New Jersey Divorce When You or Your Spouse is in the Military
As a U.S. servicemember or the spouse of a servicemember, the questions and concerns you have about the divorce process can be very different from those shared by civilian couples. You may be wondering which state you should file for divorce in, or how to serve your spouse with papers if he or she is stationed overseas. Or you may want to know how child custody will be determined if you or your spouse is on active duty, or what will happen to your military pension benefits.
Military service can affect both procedures and results in divorce cases. Federal and state laws, as well as individual branch regulations, often work together in unexpected ways. To help you navigate this time, you need a military divorce attorney with the skill and knowledge to help you resolve all of your spousal, child-related, and financial issues. The right legal representation can ensure that your children will be safeguarded, your assets protected, and your future secured.

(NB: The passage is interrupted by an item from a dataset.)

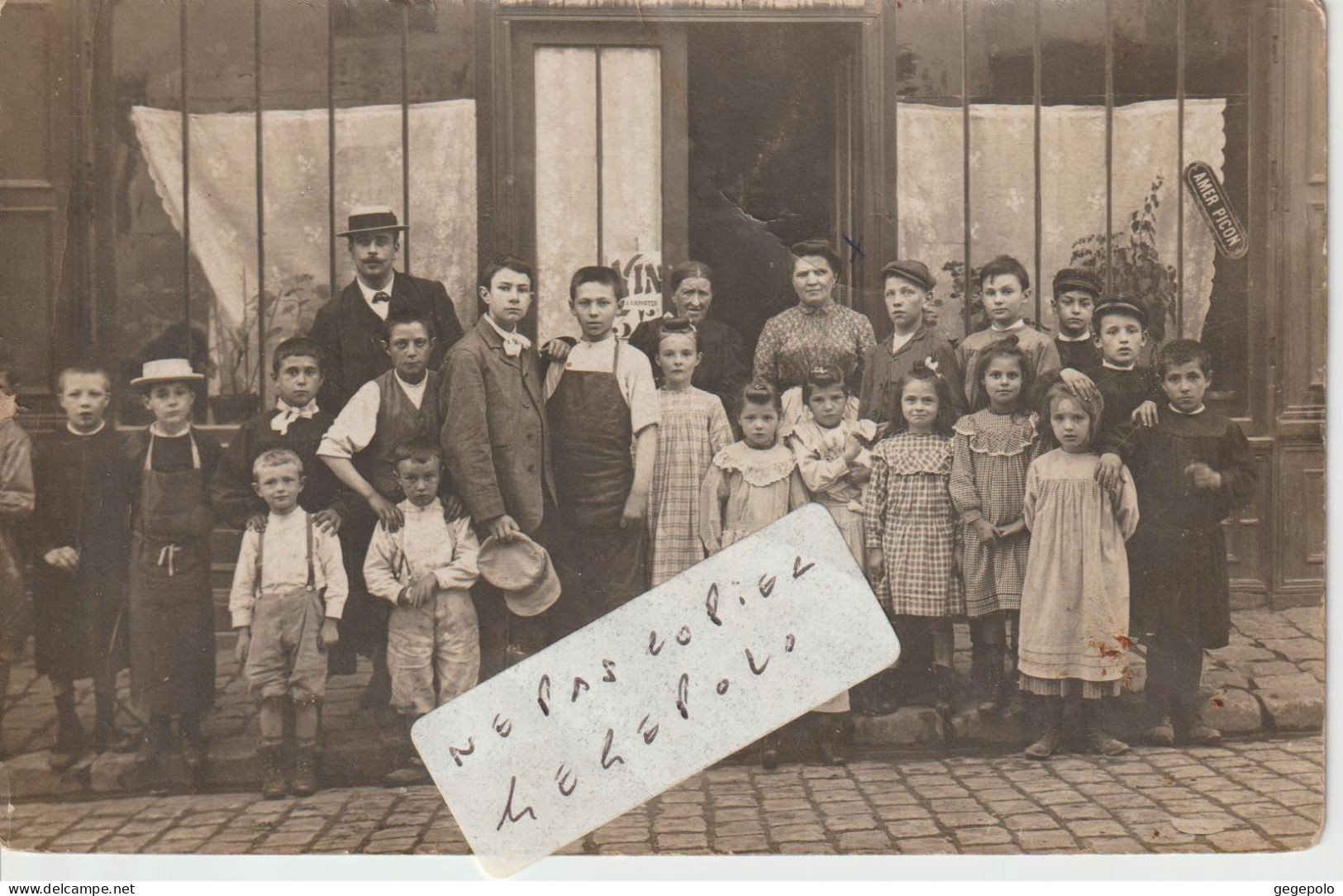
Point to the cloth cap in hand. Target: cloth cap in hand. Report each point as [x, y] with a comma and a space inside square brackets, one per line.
[520, 569]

Deciding Where Military Personnel File for Divorce
A servicemember or spouse filing for divorce may have a choice with regard to where to file for divorce depending on the where each party claims their legal residence and the divorce laws of that state. In the State of New Jersey, military personnel are allowed to file for a divorce in one of three places:
The state that the serviceperson is currently stationed
The state that the spouse currently resides
The state that the serviceperson claims residence
Scheduling Court Hearings for ServiceMembers
Courts are sympathetic if the servicemember is overseas and often grant permission for the servicemember to appear by telephone for some of the proceedings. Even when service is successful, if deployment prevents the servicemember from fully participating in a court proceeding, the Servicemembers Civil Relief Act allows a court to delay (or “stay”) the proceedings until the servicemember is available. Sometimes a telephonic hearing is an available option to expedite matters. However, a spouse may still be able to get a court order for temporary child support in the interim waiting period.

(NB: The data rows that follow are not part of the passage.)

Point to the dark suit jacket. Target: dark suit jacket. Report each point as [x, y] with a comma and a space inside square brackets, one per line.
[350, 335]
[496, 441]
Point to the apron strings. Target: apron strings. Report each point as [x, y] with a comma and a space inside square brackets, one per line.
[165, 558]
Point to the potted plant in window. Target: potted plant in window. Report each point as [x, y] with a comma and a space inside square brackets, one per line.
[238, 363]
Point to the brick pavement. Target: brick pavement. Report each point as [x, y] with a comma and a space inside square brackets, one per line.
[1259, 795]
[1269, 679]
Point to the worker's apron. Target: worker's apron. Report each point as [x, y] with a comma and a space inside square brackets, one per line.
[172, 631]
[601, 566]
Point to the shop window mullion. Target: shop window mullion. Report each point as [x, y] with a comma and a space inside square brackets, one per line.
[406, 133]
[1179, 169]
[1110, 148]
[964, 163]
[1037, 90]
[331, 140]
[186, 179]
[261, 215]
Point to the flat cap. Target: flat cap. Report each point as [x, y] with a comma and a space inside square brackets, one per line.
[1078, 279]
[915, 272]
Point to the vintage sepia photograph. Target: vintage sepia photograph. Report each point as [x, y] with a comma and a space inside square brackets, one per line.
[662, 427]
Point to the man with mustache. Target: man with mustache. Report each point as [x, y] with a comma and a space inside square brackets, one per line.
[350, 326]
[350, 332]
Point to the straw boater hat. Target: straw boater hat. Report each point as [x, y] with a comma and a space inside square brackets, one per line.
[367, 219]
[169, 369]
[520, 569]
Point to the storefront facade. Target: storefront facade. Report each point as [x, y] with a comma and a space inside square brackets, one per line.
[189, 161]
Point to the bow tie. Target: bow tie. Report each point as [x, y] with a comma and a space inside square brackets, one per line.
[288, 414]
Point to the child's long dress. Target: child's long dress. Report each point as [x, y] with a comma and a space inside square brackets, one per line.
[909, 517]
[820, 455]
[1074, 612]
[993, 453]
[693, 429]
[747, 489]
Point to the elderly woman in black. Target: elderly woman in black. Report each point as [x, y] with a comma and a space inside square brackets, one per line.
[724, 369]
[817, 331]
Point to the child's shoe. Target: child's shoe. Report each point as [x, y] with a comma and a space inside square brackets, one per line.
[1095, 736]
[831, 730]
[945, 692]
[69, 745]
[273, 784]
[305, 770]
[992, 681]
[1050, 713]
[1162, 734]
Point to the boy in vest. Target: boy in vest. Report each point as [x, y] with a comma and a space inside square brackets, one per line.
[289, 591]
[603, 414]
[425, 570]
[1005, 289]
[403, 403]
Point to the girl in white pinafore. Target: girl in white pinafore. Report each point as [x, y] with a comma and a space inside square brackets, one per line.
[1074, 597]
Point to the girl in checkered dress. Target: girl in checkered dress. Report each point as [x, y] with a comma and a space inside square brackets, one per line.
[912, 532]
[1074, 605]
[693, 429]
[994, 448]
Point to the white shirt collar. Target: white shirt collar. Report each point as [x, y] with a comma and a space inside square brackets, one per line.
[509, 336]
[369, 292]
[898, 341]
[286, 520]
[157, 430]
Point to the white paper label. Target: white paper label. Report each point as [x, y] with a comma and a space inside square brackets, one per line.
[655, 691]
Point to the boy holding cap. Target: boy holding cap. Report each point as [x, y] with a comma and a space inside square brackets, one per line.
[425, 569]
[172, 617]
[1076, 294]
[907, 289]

Spousal and Child Support with Military Divorce
Although the Air Force, Army, Marine Corps, and Navy all have different policies governing payment of child and spousal support for parties without an agreement or court order, obtaining an order enforceable through wage garnishment requires an application in state court.
To accurately calculate income available for support, your attorney will review the servicemember’s Leave and Earnings Statement, as well as estimate an appropriate amount for items such as food and housing provided without cost.

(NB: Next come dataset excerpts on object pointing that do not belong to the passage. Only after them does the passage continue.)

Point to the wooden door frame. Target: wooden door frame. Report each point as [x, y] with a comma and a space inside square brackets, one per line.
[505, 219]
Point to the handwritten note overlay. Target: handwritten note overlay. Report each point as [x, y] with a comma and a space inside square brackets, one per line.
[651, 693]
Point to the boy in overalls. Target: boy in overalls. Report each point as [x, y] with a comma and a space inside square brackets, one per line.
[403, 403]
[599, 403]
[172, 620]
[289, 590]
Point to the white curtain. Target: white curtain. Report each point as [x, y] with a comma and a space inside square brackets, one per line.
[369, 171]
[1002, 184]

Child Custody and Parenting Time for Military Parents
Custody and parenting time arrangements should provide stability for children while also providing flexibility for parents in active service. Many states have laws that limit the courts’ authority to make permanent custody and visitation orders during a parent’s deployment. New Jersey recently joined this group with a bill preventing courts from entering final orders establishing custody or permanently changing custody or parenting time orders until at least 90 days after the end of a deployment. The law also contains additional protections for deployed parents. Learn about military child custody.
MILITARY DIVORCE An Introduction to Military Divorce in New Jersey
MILITARY PARENTS in New Jersey Rights and Responsibilities
The Uniformed Services Former Spouses’ Protection Act allows states to treat a servicemember’s military pension accrued during marriage as a marital asset, but both the rules and the mechanics of distribution are different from those applying to civilian pensions and retirement accounts. Court orders in divorce matters can also affect a divorcing servicemembers choice of beneficiaries in a Survivor Benefit Plan.
High health care costs have made medical benefits an issue in many divorces.
Former military spouses may be eligible to continue their medical coverage under TRICARE provided that the marriage lasted for 20 years, during which the military spouse served for at least 20 years (the marriage and military service must overlap by at least 20 years), the former spouse does not have medical coverage under an employer-sponsored health plan, and the former spouse has not remarried. Spouses married for 20 years with the terms stated above, but with the military spouse serving only 15 years of creditable retirement service, are entitled to one year of medical care, but no other benefits. After the first year and for spouses that do not meet the 20/20/20 rule or the 20/20/15 rule, the Continued Health Care Benefit Program (CHCBP) extends some medical benefits to former military spouses, irrespective of the term of the marriage, provided certain requirements are met.
Military divorce laws are very complex so it is important to have an attorney in New Jersey who understands all these aspects of military family law to represent your interests so that none of these intricate details are overlooked.